Babylon

 •  2 min. read  •  grade level: 8
Babel signifies confusion and in the Hebrew, Babel and Babylon are the same. Ancient Babylon was a city of great size having twenty-five gates on each side. Its walls were said to be seventy-five feet thick and about three hundred feet high. Nebuchadnezzar said, "Is not this great Babylon, that I have built?" Dan. 4:30. Its destruction was fully prophesied in Isaiah and Jeremiah and its downfall came unexpectedly in one night. (Dan. 5:30.) The moral features of Babylon were idolatrous corruption and worldliness.
Six times in Revelation, Babylon is mentioned and always it is great. In the New Testament the name Babylon, still meaning confusion, is used again and applied to the false Church. Its moral features are the same as Babylon of the Old Testament. Also her destruction is sudden with the kings of the earth bewailing her and saying. "Alas, alas, that great city Babylon, that mighty city! for in one hour is thy judgment come." Rev. 18:10. In Rev. 17 she is "the great whore that sitteth upon many waters" and "the mother of harlots and abominations of the earth." She is the woman that rides the beast that "was, and is not; and shall ascend out of the bottomless pit and go into perdition." What picturesque language to describe false, apostate Christendom. For a short time after the true Church is raptured to heaven, she is in control of the revived Roman empire.
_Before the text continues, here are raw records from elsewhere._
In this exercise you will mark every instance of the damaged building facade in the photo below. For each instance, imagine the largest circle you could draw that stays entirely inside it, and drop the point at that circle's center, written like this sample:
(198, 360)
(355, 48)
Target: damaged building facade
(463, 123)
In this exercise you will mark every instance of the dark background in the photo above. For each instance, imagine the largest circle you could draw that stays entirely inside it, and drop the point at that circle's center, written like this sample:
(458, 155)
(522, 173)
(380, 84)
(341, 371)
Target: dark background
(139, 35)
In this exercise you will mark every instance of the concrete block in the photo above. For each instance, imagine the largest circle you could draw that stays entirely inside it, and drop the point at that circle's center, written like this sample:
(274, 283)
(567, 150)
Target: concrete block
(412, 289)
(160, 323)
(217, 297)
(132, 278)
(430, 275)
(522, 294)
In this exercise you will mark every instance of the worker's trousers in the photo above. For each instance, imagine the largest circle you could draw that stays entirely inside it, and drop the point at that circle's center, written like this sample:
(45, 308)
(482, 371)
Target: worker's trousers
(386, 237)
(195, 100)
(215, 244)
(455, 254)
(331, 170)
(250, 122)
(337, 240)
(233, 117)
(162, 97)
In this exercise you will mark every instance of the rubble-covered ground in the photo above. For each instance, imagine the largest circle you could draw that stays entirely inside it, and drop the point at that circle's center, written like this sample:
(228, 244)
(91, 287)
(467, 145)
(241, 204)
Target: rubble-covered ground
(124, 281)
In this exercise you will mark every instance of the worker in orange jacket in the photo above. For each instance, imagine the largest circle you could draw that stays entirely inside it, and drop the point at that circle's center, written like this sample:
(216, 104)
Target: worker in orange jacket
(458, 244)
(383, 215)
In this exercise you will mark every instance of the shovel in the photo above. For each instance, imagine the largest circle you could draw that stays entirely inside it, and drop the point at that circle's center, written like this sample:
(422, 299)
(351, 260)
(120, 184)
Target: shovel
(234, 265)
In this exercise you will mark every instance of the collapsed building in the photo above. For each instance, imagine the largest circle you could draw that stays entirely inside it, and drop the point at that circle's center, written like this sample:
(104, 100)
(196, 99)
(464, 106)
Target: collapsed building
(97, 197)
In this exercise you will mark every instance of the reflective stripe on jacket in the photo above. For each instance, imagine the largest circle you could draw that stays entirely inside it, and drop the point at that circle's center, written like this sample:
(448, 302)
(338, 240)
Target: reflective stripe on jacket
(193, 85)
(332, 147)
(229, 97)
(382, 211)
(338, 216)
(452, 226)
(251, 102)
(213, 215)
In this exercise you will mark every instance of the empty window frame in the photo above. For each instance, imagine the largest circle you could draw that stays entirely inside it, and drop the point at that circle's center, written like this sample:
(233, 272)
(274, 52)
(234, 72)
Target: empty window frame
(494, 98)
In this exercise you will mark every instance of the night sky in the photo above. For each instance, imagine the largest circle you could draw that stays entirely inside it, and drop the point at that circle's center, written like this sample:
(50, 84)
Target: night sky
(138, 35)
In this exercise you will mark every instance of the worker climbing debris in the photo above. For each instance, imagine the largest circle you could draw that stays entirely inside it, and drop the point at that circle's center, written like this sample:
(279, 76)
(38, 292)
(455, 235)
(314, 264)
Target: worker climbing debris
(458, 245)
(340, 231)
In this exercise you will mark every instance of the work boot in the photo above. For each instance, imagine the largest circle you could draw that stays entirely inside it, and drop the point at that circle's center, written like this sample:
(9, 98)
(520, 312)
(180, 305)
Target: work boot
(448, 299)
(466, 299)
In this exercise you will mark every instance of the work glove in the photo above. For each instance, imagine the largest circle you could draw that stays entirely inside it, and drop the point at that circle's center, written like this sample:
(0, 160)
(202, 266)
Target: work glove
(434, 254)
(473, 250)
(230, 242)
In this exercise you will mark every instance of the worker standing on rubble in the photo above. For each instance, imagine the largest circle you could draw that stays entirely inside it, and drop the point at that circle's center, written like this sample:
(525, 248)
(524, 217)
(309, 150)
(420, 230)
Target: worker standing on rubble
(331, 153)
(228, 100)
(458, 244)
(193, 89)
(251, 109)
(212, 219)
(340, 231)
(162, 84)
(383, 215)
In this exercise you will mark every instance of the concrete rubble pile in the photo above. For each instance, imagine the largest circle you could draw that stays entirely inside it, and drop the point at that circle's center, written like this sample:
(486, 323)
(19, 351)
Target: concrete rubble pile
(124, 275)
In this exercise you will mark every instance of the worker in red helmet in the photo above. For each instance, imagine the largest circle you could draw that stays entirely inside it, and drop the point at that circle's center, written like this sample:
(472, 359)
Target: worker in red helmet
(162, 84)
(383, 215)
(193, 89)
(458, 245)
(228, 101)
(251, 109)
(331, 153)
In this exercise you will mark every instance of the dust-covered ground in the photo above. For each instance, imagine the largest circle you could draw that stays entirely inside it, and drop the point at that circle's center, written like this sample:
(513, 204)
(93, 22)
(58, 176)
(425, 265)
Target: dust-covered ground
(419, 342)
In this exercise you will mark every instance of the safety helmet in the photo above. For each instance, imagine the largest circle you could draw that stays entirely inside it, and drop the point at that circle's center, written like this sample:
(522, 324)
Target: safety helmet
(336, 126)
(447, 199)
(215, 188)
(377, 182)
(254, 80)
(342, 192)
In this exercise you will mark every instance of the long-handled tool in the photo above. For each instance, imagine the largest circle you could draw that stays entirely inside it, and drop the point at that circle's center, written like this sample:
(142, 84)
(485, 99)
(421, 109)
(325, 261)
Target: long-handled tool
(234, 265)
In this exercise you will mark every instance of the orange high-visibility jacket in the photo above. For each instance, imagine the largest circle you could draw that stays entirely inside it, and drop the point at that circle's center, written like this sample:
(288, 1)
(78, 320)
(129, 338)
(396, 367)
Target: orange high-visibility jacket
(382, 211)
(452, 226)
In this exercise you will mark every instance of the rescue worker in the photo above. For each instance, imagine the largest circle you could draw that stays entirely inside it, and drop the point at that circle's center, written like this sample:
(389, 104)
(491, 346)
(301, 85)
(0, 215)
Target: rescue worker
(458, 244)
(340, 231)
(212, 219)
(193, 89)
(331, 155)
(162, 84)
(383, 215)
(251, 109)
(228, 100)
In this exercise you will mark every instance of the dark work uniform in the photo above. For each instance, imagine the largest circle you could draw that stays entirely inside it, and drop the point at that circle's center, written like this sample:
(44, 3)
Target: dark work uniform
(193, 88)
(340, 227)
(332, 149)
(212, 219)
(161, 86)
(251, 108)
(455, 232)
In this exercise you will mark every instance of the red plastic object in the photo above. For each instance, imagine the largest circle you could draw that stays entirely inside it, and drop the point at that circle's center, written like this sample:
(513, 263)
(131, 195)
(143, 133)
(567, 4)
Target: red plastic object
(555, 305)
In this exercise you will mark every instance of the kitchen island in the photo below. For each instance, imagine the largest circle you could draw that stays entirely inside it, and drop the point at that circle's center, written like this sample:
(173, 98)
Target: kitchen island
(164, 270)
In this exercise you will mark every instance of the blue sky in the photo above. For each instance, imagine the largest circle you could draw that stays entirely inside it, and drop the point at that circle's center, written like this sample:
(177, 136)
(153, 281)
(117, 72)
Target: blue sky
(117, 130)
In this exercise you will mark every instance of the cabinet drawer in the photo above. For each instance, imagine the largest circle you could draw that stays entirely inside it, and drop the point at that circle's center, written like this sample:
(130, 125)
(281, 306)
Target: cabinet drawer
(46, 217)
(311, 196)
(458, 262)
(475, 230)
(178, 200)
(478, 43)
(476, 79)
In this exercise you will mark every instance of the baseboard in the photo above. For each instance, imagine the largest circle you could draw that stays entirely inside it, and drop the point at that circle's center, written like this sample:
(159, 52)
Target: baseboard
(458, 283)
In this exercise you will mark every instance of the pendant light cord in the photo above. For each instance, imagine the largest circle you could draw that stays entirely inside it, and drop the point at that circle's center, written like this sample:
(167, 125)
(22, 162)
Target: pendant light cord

There is a pleading call that applies now to true believers to: "Come out of her, My people, that ye be not partakers of her sins, and that ye receive not of her plagues." Rev. 18:4.
The recent anxiety and uproar over the hijacking of the cruise liner, Achille Lauro, and then the sudden apprehension of the hijackers, resulted in a downfall in the Italian government. The Prime Minister, Bettino Craxi resigned. First the resignation was accepted but then it only became provisional and a short time later it was rejected. One of the statements about this was that it should not be surprising that a government that disappeared can be reincarnated. Although this is only a small happening, yet its similarity to the coming revival of the Roman empire which ruled the earth when Christ came the first time is very remarkable.
These events, as rays of light, ought to point every true Christian to the coming of Christ as the Bright and Morning Star. After this He will cleanse the earth with judgments and then come as the Sun of righteousness with healing. (Mal. 4:2.) He will be "Kings of Kings, and Lord of Lords." Rev. 19:16. Ed.